Jamahoney - good. I think starting with those red and blue textures is a good idea.
The left one uses the wood of a tree, the right one is just an instance of it and rotated by 180 deg. With the textures used, it is difficult to see what's convex and what's concave. The result, however, is a very elaborate looking material.
A Wonderful craft will impact in to Saturn today. Most will never know of its historical research, which opened up a whole new discovery in worlds other than our own.
Jay
Great depiction of the event, Jay,
Cheers, Horo...a 'final' one...see ya Cassini...thanks for all the fish
Jay
Jay – nice example of concave and convex. The space scenes are awesome, love them.
Horo – very nice render especially the lighting, an unusual model.
David - thanks for all the videos. A simple render using the setup from your “A Video about scale” nice exercise in setting up a scene from a photo.
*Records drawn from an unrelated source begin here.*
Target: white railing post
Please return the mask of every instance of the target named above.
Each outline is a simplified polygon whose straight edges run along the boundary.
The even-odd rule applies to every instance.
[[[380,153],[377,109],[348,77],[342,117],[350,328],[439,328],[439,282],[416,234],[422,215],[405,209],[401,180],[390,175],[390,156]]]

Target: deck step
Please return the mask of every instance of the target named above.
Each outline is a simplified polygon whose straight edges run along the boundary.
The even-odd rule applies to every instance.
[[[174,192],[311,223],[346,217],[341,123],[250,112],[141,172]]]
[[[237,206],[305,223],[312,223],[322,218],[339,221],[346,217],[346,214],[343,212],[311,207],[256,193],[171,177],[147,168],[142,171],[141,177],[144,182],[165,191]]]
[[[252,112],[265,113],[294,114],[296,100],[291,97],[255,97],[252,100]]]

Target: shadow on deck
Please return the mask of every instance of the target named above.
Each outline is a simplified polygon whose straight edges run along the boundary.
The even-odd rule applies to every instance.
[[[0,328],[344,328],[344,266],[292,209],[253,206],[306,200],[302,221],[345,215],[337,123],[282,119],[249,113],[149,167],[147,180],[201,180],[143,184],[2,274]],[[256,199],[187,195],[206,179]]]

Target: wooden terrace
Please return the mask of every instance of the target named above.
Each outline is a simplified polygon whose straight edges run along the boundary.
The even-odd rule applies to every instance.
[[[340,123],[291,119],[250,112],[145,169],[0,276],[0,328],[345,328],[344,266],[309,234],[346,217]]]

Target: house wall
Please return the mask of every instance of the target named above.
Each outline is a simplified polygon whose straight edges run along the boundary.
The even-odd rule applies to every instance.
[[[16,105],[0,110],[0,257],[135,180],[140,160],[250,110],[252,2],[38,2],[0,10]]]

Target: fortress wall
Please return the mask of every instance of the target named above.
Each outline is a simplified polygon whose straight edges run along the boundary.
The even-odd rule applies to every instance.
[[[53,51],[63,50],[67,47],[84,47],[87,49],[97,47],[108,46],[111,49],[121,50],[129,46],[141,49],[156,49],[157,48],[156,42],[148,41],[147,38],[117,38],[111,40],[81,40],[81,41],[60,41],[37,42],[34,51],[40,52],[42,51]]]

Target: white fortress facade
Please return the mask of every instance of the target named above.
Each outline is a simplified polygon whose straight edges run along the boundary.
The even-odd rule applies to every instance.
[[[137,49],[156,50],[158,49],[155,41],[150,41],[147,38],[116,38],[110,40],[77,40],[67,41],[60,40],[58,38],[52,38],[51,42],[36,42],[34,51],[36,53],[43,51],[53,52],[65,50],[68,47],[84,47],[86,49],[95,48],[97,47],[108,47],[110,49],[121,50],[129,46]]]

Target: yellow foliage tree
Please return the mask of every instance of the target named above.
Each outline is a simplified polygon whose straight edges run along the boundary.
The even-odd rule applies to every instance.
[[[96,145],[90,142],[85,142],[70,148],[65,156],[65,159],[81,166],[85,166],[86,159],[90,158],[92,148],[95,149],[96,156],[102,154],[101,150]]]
Ah cheers, Mermaid. Love the light on those mountains...very atmospheric and depth, too. That canoe, though, is something I've always wanted to try out for years...(the closest I got was a kayak try a long time ago).
Jay
PS. Off-topic: Will need to get back to the curvature head-model thingy soon - other deadlines are getting in the way.
Mermaid - beautiful image. Great lighting, too.
I finally finished a document for David's video "How to investigate curvature" on page 25, I chewed three days to get those 6 pages together. It's not a transcript but shows how a template texture can be set up and what effect the curvature filter parameters have. For those not knowing it, filter parameters can be set precisely to the third decimal place. The link to the doc is https://horo.ch/docs/mine/pdf/CurvatureC.pdf. Below a test render, the curvature filter settings are in the doc.
It is a pity that this document for me as an instruction for the Neanderthal man on the study of the principle of the locomotive. You can not copy and translate from Google translator.
Although, the general meaning is clear from the pictures. This is what I did in my experiments.
Slepalex - there is a pure text file of this document which can be used to automatically translate: https://www.horo.ch/docs/mine/txt/CurvatureC.txt - almost all my PDFs have also a pure text file with them, exactly for those wanting to translate the text, the pictures are in the PDF.
@Rashad: thank you! Trying to produce renders looking like modern renderer is becoming harder and harder each day even if, of course, bryce have got its own charming and good looking way.
On my quest about realism, I've try to compose a fall, which everyone know is quite difficult in Bryce.
This fall is made of terrains and I am using fuzzy factor to render the water effect.
Vegetation is very luxurious as you can see and to fill the entire scene, I have model only one layer of bush for the walls (speedtree). This layer is duplicate and rotate to cover the entire background.
The other part of the vegetation is made of differents Xfrog plants. For those interested, I've made a print of this render at 60 per 80 cm (21,6 per 31,5 inch) because, the full resolution of this work is in 4000 per 5330 pixels. I'll make a photo to show you the result.
Thank you, Horo.
Another masterpiece from you, Mark!
Nice one, Horo - from a curvature point-of-view. Perhaps, curvature effects may not always be effective in the possible B-TOE? (B-TOE Bryce-Theory Of Everything is an unofficial, loosely-termed sub-text where, in the future, any/every OBJ can be tuned into a more servicible, curvature product).
Great waterfall, Marco! I once experimented with eye-lashes (from Daz models...etc.,) as clashing waves (think, tunnel-like, surfing) - it worked, but more development is on-going.
Jay
c-ram - beautiful scene, Marco. I like the detail with the blue birds.
Jamahomey - thank you Jay. Yes, just curvature. It's a good thing but not an universal thing. Just tried to get a grip on it.
Thanks Jay and Horo
Horo- lovely render, thanks for the pdf.
C-ram – I agree with Slepalex another masterpiece, beautiful vegetation.
A render using curvature filter on double stacked terrains, after reading Horo’s pdf and reviewing David’s tutorial. One of Horo’s Hdris is used for the lighting.